Disclosure of Invention

An object of the utility model is to provide an anti interference power supply overvoltage crowbar, this protection circuit interference killing feature is strong, can guarantee relay normal work, and this protection circuit simple structure, and the hardware is with low costs.

The technical scheme is as follows:

the anti-interference power supply overvoltage protection circuit comprises a power supply input end, a power supply output end, a relay and an overvoltage protection circuit, wherein the input end of the overvoltage protection circuit is connected with the power supply input end, and the relay is connected between the output end of the overvoltage protection circuit and the power supply output end; the overvoltage protection circuit comprises a voltage reduction circuit, a rectification filter circuit, a comparator and a latch, the voltage reduction circuit, the rectification filter circuit, the comparator, the latch and the relay are sequentially connected, and a voltage division resistor and a reference voltage source are arranged between the rectification filter circuit and the comparator.

In one embodiment, the voltage reduction circuit comprises a first resistor and a first capacitor, the first resistor and the first capacitor are connected in parallel to form a resistance-capacitance voltage reduction component, one end of the resistance-capacitance voltage reduction component is connected with the power supply input end, and the other end of the resistance-capacitance voltage reduction component is connected with the rectification filter circuit.

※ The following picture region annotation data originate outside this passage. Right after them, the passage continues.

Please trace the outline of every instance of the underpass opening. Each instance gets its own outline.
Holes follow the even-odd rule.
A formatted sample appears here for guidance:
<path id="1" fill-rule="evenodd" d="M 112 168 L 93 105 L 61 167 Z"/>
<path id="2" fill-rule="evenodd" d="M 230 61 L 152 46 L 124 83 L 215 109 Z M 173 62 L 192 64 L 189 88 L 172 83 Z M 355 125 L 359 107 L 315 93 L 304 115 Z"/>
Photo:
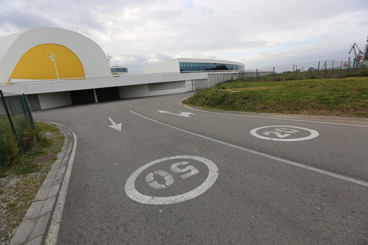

In one embodiment, the rectifying and filtering circuit comprises a first diode, a second diode, a third diode and a fourth diode, wherein the cathode of the first diode is connected with the cathode of the second diode, the anode of the third diode is connected with the anode of the fourth diode and grounded, the anode of the first diode is connected with the cathode of the third diode, the anode of the second diode is connected with the cathode of the fourth diode, and the resistance-capacitance voltage reduction component is respectively connected with the anodes of the first diode and the second diode.

In one embodiment, the rectifying and filtering circuit further comprises a filter capacitor, wherein one end of the filter capacitor is connected with the cathode of the second diode, and the other end of the filter capacitor is grounded.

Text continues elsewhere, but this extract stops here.